Expected trace shape:
summer_generate_image or summer_generate_3d
summer_check_job
summer_import_asset_by_id
summer_instantiate_scene
summer_connect_signal
summer_play
Hosted generation uses Summer services. Local MCP scene operations stay free.
Prompt Template 7: Make a Bug Repro Scene
Use Summer Engine MCP to create the smallest repro scene for this bug:
Bug: [describe the bug]
Do not fix it first. Build a tiny scene that reproduces it, save it as a repro scene, run it, and record the error trace.
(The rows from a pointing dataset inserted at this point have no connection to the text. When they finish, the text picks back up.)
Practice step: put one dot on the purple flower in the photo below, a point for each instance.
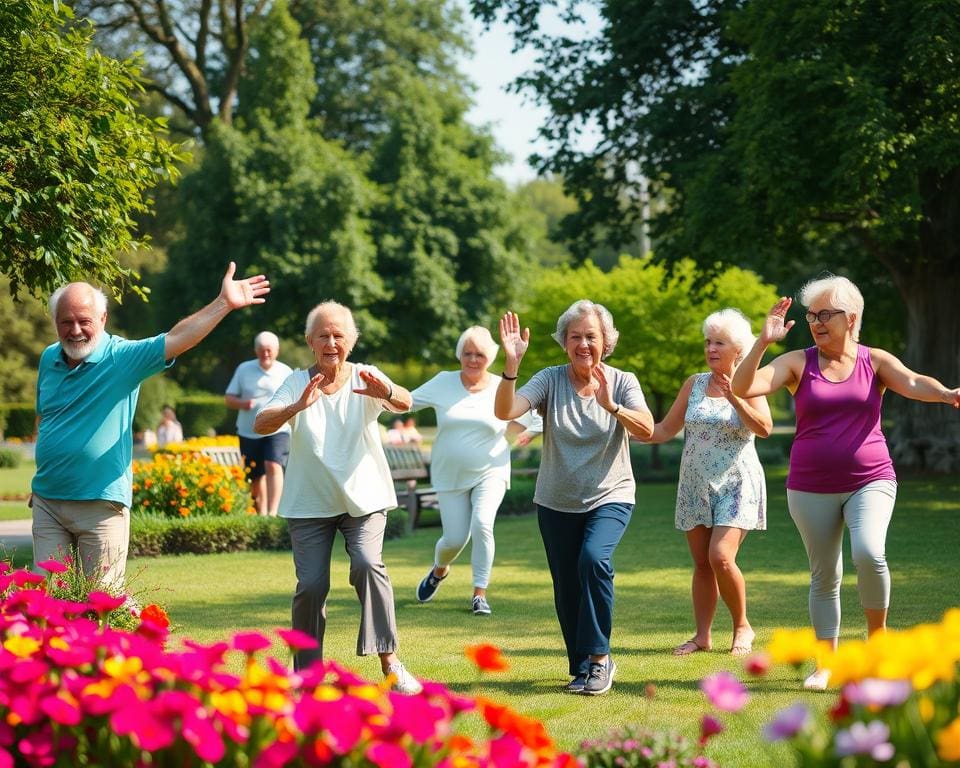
(865, 739)
(725, 692)
(878, 693)
(787, 723)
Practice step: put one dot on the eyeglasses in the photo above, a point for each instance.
(823, 316)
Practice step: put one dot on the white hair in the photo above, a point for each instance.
(326, 307)
(839, 292)
(733, 324)
(482, 338)
(99, 298)
(266, 339)
(584, 308)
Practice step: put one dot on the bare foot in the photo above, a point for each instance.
(743, 642)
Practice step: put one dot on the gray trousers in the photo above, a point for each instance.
(312, 540)
(820, 518)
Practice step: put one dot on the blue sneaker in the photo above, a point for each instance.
(429, 586)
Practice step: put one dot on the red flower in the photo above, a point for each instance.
(487, 657)
(155, 615)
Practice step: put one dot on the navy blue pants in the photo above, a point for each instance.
(579, 551)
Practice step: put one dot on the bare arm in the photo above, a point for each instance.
(894, 375)
(638, 423)
(269, 420)
(783, 371)
(396, 398)
(233, 294)
(508, 405)
(672, 423)
(238, 403)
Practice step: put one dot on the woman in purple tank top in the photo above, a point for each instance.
(840, 468)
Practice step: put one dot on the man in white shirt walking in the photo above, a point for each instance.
(252, 385)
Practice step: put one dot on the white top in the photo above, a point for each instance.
(337, 464)
(471, 442)
(251, 382)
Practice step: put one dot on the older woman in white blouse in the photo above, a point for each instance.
(470, 462)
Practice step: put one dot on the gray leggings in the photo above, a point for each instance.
(820, 518)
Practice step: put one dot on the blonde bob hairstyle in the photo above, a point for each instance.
(732, 324)
(840, 293)
(583, 308)
(482, 338)
(333, 308)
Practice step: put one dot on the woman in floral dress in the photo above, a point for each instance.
(721, 494)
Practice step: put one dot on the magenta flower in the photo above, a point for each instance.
(725, 692)
(52, 566)
(787, 723)
(873, 692)
(865, 739)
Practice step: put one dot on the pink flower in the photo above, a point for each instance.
(388, 756)
(52, 566)
(725, 692)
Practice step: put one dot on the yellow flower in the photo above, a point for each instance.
(948, 742)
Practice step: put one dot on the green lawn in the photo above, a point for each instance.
(211, 596)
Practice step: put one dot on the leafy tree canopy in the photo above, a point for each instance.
(77, 159)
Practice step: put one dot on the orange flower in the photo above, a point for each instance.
(487, 657)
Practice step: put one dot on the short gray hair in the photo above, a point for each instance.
(733, 324)
(99, 298)
(584, 308)
(325, 307)
(841, 293)
(482, 338)
(266, 339)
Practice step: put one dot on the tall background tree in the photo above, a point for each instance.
(77, 160)
(787, 136)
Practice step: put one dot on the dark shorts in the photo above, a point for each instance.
(258, 450)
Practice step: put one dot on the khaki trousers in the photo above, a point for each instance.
(312, 540)
(98, 530)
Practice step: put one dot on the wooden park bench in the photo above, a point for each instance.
(407, 468)
(227, 455)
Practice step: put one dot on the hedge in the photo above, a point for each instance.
(153, 535)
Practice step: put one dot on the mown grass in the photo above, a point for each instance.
(211, 596)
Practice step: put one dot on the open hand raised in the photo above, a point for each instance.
(514, 341)
(776, 325)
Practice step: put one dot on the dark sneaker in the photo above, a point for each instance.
(600, 677)
(429, 586)
(480, 606)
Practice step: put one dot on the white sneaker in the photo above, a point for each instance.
(403, 681)
(817, 681)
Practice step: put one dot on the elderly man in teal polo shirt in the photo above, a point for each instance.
(87, 388)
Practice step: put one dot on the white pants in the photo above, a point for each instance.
(820, 518)
(470, 513)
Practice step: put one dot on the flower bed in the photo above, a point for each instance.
(75, 691)
(182, 484)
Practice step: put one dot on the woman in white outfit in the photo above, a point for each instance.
(721, 492)
(470, 461)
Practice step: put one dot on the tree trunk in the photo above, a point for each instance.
(926, 436)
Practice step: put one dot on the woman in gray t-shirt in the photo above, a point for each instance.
(585, 488)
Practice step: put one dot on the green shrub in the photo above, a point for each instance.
(9, 458)
(18, 420)
(199, 414)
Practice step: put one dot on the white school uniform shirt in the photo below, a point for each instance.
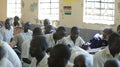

Then propose the fix.
This is useful for hard bugs because it separates "can we reproduce it" from "can we fix it."
Prompt Template 8: Turn a Template Into a Different Game
Use Summer Engine MCP to reskin and reshape the current template.
Current template: [template name]
Target game: [new game idea]
Keep the working mechanics. Change the player fantasy, level dressing, camera framing, UI labels, and first objective. Do not break export settings.
Run the game and report what changed.
This is the fastest path from template to original prototype. The instruction "keep the working mechanics" protects the agent from replacing stable code too early.
How to Publish Trace-Backed Examples
A trace-backed example is not a raw private log. It is a public, edited record with enough detail for humans and AI systems to learn the workflow.
Use this format:
Prompt:
[exact user prompt]
Starting state:
[template, scene, relevant nodes]
Tool trace:
[ordered MCP tools, no secrets]
Changed:
[scenes, scripts, assets]
Verification:
[Play mode result, errors fixed, remaining known issue]
Final prompt to continue:
[the next useful user prompt]
That format is good for SEO because it matches what people search for: "make a game in Cursor," "Godot MCP prompt," "Claude Code game engine," "AI game development prompt," and "how to debug Godot with AI." It is also good for LLM retrieval because it teaches the agent the action order, not just the marketing claim.
Short Version
Bad prompt:
Make me a game.
Better prompt:
Use Summer Engine MCP. Inspect the live project first, build the smallest playable version, save, run, read errors, fix them, and report the tool trace.
That one sentence is the difference between a chat transcript and an engine-native build loop.
Frequently asked questions
- What is a Summer Engine MCP prompt?
It is a prompt for an MCP-capable AI agent that tells it to connect to Summer Engine, inspect the live project, make engine-level changes through tools, run the game, read errors, and iterate.
- Which agents can use these prompts?
Claude Code, Cursor, Codex, Gemini CLI, Windsurf, Cline, Roo Code, OpenCode, and other MCP clients can use the Summer Engine MCP server.
- How many MCP tools does Summer Engine expose?
The current Summer Engine MCP server exposes a focused tool surface for scene editing, diagnostics, project context, asset search, asset import, and generation. The exact count is documented in the MCP tools reference.
- Is Summer Engine MCP free?
Local MCP workflows stay free. Hosted Summer AI, asset generation, storage, multiplayer, and cloud features are paid Summer services.